Этого не может быть!
Генерал опять стал совсем другим человеком. Он смотрел на меня сочувственно, ласково.
— Все может быть, Слава, в этом безумном мире. Все!
С другой стороны ко мне наклонился майор Юрик.
— Что она хочет от вас, Ярослав Андреевич? Вы нам так и не объяснили.
Честное слово, я уже хотел им все рассказать, объяснить, что трогательная девушка-мальчик просит меня разоблачить происки Дантеса и Геккерна, но врожден— ное недоверие к спецслужбам все-таки победило. И я спросил только:
— А профессор? Почему он чист? Как вы его проверили?
— Очень просто, — криво улыбнулся генерал и стал опять разведчиком. — Я показал ему у «Белосельских» бумаги барона. Геккерна. И предложил их купить.
— А он? — опять само вырвалось у меня.
— Он мне ответил, что он историк русской литературы. И его эта «белиберда», как он выразился, абсолютно не интересует. А только что профессор рассказал мне, что вчера в ресторане Белый Медведь опять предлагал ему бумаги. Профессор напуган. Он просит оградить его от провокации.
Я не сдавался.
— За эти бумаги заплатил бы любую сумму настоящий историк литературы! Это же бесценные бумаги! Это бумаги самого Пушкина!

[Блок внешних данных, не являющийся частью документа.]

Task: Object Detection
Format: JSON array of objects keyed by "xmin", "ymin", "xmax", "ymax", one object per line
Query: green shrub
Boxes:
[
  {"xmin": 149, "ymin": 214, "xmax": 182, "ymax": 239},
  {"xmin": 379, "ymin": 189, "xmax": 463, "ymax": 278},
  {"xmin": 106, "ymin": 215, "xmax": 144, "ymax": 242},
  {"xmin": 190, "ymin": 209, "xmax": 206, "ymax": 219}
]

— Ошибаетесь, — поправил меня майор. — Это бумаги барона Геккерна.
— Но их же барон выкрал у Пушкина!
Генерал переглянулся с Юриком и спросил меня сурово:
— Откуда вам это известно, Ярослав Андреевич?
Мне уже было все равно, я спасал Натали.
— Мне Критский сказал. Игорь Михайлович… Советник Константина…
Генерал усмехнулся.
— Человек, который все знает.
А Юрик сказал презрительно:
— Искусствовед в штатском.
Я насторожился.
— Почему это он искусствовед в штатском?
Генерал ответил брезгливо:
— Потому что Критский давно работает на нас. Непосредственно.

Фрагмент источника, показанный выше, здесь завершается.